Une étude publiée dans le journal Frontiers in Psychology sous le nom de Positive Leadership Action Framework (PLAF) propose un modèle d’actions concrètes liées au leadership positif. Les auteurs montrent que des comportements comme la reconnaissance fréquente, la mise en avant des forces, la construction de relations de qualité ou la clarification du sens du travail ont un lien direct avec l’engagement, le bien-être psychologique et la performance auto-déclarée.
4. Les comportements quotidiens d’un leader vertueux
Le mot “vertu” peut faire peur, comme s’il fallait un niveau moral hors d’atteinte. Les recherches et les retours d’expérience de terrain racontent autre chose. Le leadership vertueux se joue dans des gestes ordinaires, répétés, qui finissent par créer une norme. Des plateformes comme Bonusly, qui travaillent sur la reconnaissance au travail, le montrent bien.
Les auteurs de Bonusly, dans un article sur les “4 P” du leadership positif, décrivent quatre leviers : Psychological safety, Purpose, Path et Progress. Un leader vertueux prend soin de ces quatre zones de la façon suivante :
- Sécurité psychologique : il accepte les questions naïves, remercie quand quelqu’un alerte sur un risque, protège celui qui ose dire “je ne sais pas”.
- But (purpose) : il relie régulièrement les tâches de l’équipe à une utilité pour le client, le patient, l’usager. Il explique pourquoi telle décision sert la mission, même si elle dérange.
- Chemin (path) : il clarifie les attentes, les rôles, les priorités. Les recherches citées par Bonusly insistent sur la nécessité pour chaque membre de connaître ses marges d’autonomie et les ressources disponibles.

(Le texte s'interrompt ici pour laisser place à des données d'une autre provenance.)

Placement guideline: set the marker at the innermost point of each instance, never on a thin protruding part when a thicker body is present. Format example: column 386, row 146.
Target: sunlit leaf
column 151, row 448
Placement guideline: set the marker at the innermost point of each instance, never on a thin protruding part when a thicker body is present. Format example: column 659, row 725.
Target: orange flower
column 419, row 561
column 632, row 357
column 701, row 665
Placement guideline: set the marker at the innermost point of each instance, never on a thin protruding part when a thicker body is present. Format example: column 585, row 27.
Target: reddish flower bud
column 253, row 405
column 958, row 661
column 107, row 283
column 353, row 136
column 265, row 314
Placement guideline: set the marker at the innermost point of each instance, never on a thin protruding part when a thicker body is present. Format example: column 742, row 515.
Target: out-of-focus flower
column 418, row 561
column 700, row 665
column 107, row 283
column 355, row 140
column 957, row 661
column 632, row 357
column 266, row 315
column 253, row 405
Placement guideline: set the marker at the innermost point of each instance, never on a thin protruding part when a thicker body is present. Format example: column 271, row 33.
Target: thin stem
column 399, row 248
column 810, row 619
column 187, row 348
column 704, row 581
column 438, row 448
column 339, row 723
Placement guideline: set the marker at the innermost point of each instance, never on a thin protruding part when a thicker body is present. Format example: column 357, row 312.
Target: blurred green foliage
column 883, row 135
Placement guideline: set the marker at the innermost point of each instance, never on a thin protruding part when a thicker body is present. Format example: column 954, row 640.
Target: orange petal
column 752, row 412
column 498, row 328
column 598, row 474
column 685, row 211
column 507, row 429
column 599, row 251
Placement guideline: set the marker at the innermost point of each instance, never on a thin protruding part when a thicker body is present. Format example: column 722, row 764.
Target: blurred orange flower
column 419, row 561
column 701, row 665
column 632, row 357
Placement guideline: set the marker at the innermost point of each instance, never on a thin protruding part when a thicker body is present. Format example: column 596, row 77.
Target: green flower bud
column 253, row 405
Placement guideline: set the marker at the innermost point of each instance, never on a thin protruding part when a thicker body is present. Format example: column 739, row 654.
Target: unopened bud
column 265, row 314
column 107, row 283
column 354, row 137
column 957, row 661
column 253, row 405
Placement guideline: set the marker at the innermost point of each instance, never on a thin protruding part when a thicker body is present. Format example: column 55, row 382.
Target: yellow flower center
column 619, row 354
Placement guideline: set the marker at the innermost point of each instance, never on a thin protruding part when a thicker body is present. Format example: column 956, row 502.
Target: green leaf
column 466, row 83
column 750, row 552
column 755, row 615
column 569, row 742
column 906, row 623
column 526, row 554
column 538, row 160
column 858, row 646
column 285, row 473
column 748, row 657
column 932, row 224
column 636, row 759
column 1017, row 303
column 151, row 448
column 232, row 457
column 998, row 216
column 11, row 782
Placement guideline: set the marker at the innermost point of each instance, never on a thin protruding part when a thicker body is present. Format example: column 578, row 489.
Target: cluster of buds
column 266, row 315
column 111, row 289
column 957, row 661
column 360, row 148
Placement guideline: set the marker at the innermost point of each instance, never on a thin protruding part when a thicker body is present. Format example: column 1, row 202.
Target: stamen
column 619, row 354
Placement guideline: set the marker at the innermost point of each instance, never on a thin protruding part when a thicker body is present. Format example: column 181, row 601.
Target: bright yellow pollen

- Progrès : il souligne les avancées, même modestes, afin que l’équipe sente qu’elle avance, pas seulement qu’elle éteint des incendies.
L’article de Camille Lamouille, psychologue positive, parle du “cercle vertueux de la performance” au travail. Plus de bien-être nourrit l’engagement, qui lui-même nourrit la performance. Un leader vertueux nourrit ce cercle par des choix très concrets : droit à l’erreur, culture du feedback, usage des forces plutôt que focalisation exclusive sur les faiblesses.

L’article de Coursera sur le leadership positif rappelle que ce style de management utilise un langage positif, valorise la responsabilité plutôt que la peur, et donne aux équipes de l’espace pour innover sans micro-contrôle permanent. Un leader vertueux ne nie pas les problèmes. Il les affronte en valorisant les ressources présentes, au lieu de réduire son équipe à ce qui manque.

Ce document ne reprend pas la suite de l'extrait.